Jack Kehoe: Bebo solo una gota de vez en cuando.
McParlan: Tienes una idea muy particular de lo que es una gota ¿tanto te ha impresionado la muerte del viejo?Yo creo que estaba contento de irse, no le quedaba ningún deseo de vivir. ¿O es por Dougherty? Ya habrá tiempo para eso, todavía no lo han colgado.
Jack Kehoe: Eres un tipo frío.
McParlan: Esa es la diferencia entre tú y yo.
Jack Kehoe: En mí no hay frialdad en absoluto.
McParlan: Estas ardiendo por dentro, desde el primer momento me di cuenta.
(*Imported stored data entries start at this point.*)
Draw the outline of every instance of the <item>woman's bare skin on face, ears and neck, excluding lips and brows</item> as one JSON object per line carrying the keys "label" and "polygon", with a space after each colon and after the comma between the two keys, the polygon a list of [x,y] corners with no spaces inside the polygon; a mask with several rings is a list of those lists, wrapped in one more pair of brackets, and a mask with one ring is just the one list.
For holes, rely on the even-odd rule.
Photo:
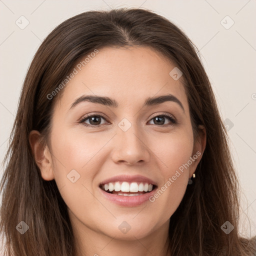
{"label": "woman's bare skin on face, ears and neck, excluding lips and brows", "polygon": [[[40,133],[30,132],[41,176],[55,179],[81,254],[167,253],[169,218],[184,195],[206,143],[204,127],[193,139],[182,79],[174,80],[169,75],[174,66],[149,47],[100,49],[61,91],[48,144],[42,147]],[[142,107],[147,97],[168,93],[180,100],[184,111],[172,101]],[[119,106],[85,101],[69,110],[76,98],[87,94],[108,96]],[[78,122],[85,114],[95,112],[105,117],[97,127]],[[153,113],[169,113],[178,123],[164,118],[164,124],[157,124]],[[122,118],[131,123],[125,132],[118,127]],[[93,125],[93,120],[85,122]],[[98,188],[102,180],[119,174],[144,175],[160,188],[196,151],[201,152],[200,156],[154,202],[118,206],[105,199]],[[74,183],[66,177],[72,169],[80,175]],[[131,227],[125,234],[118,229],[123,221]]]}

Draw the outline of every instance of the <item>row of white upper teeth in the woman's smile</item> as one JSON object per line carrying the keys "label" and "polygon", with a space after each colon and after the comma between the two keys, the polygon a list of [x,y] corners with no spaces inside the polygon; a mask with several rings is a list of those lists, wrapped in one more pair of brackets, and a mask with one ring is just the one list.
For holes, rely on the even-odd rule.
{"label": "row of white upper teeth in the woman's smile", "polygon": [[144,191],[150,192],[153,189],[152,184],[142,183],[142,182],[126,182],[126,181],[117,181],[117,182],[109,182],[103,185],[105,191],[122,191],[122,192],[137,192],[137,191]]}

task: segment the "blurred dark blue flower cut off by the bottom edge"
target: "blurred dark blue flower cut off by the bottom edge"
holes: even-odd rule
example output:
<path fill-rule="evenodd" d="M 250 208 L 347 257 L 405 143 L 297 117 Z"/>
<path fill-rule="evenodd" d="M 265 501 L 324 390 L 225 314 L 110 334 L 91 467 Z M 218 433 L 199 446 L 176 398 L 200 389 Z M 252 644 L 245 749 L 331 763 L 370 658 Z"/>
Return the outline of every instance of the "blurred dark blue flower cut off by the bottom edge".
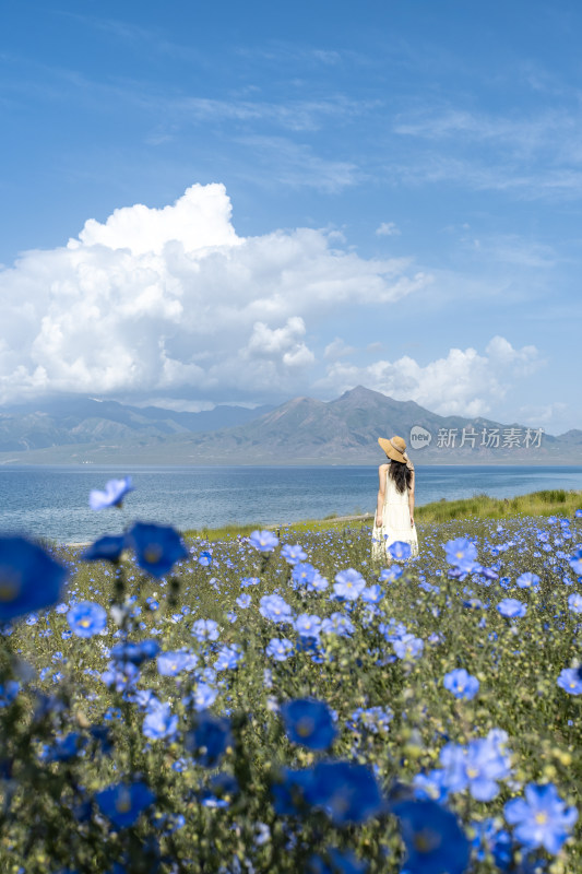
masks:
<path fill-rule="evenodd" d="M 470 843 L 456 817 L 433 801 L 403 801 L 394 805 L 406 847 L 407 874 L 462 874 Z"/>

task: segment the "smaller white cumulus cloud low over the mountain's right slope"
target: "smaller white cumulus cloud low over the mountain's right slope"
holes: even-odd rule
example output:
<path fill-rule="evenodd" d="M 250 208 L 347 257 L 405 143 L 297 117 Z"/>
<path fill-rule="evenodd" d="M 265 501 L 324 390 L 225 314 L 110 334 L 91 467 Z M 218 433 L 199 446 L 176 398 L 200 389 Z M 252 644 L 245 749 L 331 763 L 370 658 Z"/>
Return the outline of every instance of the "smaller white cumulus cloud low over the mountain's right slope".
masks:
<path fill-rule="evenodd" d="M 426 366 L 407 355 L 366 367 L 336 362 L 320 388 L 341 392 L 361 383 L 396 400 L 416 401 L 441 415 L 483 416 L 516 378 L 534 373 L 542 364 L 535 346 L 514 349 L 504 338 L 494 336 L 485 354 L 472 347 L 451 349 L 447 357 Z"/>

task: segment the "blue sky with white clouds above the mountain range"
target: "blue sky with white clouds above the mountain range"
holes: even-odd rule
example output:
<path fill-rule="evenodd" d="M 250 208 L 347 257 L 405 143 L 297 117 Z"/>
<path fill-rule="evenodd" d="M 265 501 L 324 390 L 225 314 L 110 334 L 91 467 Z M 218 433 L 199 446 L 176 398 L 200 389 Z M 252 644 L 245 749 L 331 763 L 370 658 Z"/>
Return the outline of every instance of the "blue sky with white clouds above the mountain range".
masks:
<path fill-rule="evenodd" d="M 0 402 L 364 383 L 582 427 L 581 32 L 573 0 L 4 0 Z"/>

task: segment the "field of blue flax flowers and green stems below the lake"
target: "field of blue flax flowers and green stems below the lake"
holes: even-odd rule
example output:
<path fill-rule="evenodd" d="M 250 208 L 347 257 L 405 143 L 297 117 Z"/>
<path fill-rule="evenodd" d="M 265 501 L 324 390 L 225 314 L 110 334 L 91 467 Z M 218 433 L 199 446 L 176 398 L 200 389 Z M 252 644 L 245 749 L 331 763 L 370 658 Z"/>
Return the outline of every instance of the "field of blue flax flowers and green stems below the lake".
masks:
<path fill-rule="evenodd" d="M 581 872 L 582 510 L 277 534 L 0 538 L 0 871 Z"/>

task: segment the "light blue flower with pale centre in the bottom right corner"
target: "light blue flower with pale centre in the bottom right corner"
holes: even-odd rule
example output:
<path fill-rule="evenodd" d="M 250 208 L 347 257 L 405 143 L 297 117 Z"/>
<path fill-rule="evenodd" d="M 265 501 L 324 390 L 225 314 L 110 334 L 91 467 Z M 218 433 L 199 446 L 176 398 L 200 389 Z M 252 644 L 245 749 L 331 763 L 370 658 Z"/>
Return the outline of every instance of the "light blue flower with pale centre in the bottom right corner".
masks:
<path fill-rule="evenodd" d="M 553 783 L 528 783 L 525 799 L 512 799 L 503 807 L 513 836 L 528 850 L 544 847 L 555 855 L 578 819 L 575 807 L 567 807 Z"/>

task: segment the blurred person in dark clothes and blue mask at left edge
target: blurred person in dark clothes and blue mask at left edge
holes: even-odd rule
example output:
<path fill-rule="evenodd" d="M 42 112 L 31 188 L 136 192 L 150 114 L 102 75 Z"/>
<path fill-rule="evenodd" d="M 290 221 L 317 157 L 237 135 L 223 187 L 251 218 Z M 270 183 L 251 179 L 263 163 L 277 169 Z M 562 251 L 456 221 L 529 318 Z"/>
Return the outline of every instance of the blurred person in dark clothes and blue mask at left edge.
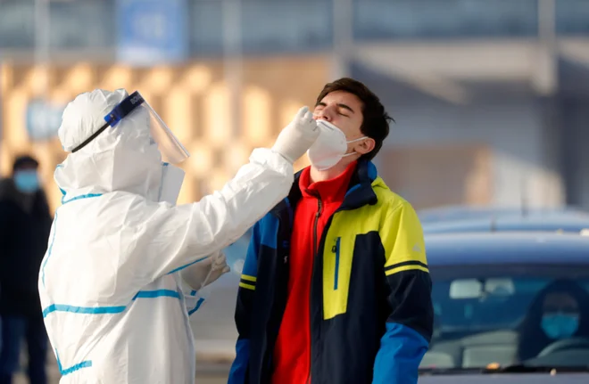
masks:
<path fill-rule="evenodd" d="M 29 379 L 46 383 L 47 335 L 37 290 L 52 217 L 30 156 L 14 161 L 12 177 L 0 182 L 0 384 L 19 369 L 21 341 L 27 341 Z"/>

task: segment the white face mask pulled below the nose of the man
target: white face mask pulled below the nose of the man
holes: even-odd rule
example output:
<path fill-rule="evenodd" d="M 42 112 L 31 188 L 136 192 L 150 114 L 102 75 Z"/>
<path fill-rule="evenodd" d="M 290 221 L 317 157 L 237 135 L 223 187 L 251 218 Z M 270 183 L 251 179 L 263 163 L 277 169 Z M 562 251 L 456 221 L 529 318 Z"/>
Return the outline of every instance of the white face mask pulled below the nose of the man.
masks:
<path fill-rule="evenodd" d="M 344 132 L 326 120 L 317 120 L 317 127 L 319 127 L 319 137 L 311 145 L 307 156 L 311 161 L 311 166 L 319 171 L 326 171 L 347 156 L 352 156 L 356 151 L 345 153 L 348 151 L 349 143 L 360 142 L 368 138 L 362 136 L 361 138 L 347 141 Z"/>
Yo en tu lugar tendría cuidado con esa botella.
Jack Kehoe: ¿Aviva el fuego?
McParlan: Sí, lo he visto en personas como tú, un trago y quieren acabar con todo, destruir el mundo, pierden la razón.
Jack Kehoe: ¿En cambio tú jamás la pierdes? ¿Verdad?
McParlan: Intento conservar la cabeza en su sitio.
Jack Kehoe: Pero no morirás sin perder la razón.
McParlan: Yo no moriré Jack, ¿no te lo había dicho nunca? Viviré eternamente.
Jack Kehoe: No morirás como él, no te irás callado, sin el más leve sonido. Estaba tan cerca de él como ahora de ti y no le oí morir, nada en absoluto, ni siquiera el sonido que hace un insecto cuando se le aplasta, ni un carraspeo para anunciar que se iba.
Frank McAndrew: Siempre fue un hombre poco hablador.
Jack Kehoe: ¡Jamás hizo oír su voz! Cuarenta y dos años en las minas y ni siquiera dejó un eco flotando en el aire. ¡Oigamos tu voz al menos ahora, queremos oír tu voz infeliz! Estas seguro entre amigos, dinos lo que has estado ocultando todo este tiempo, dínoslo en voz baja, no hace falta que te incorpores.
Frank McAndrew: Terminaron con él Jack
Jack Kehoe: El silencio es oro, ¿verdad? Visto pero no oído, te hicieron aprender bien esa lección. Pobre miserable hijo de perra.
Señorita Mary Raines: ¿No puedes respetar a un muerto?
Jack Kehoe: ¿Se hizo respetar en vida? Él sabía cómo utilizar la pólvora, él fue quien me enseñó, ¿por qué entonces no la usó en su beneficio, una vez por lo menos, aunque solo hubiera sido una vez en toda su vida? Para demostrarles que estaba vivo, ellos ni siquiera sabían que existía.
Señora Kehoe: ¡Jack!
Jack Kehoe: Hasta un animal sabe hacerse oír, ¿por qué no utilizó la pólvora? Era lo único que tenía para poder defenderse, ¿a qué esperaba, a que acabaran con él? Bien, pues ya han acabado, y miradlo ahora, ni un traje para enterrarle ahora le han dejado.
Frank McAndrew: No hay derecho, enterrar aun hombre sin un traje apropiado.
Jack Kehoe: No, no lo hay. Y él tendrá ese traje, ellos se lo deben.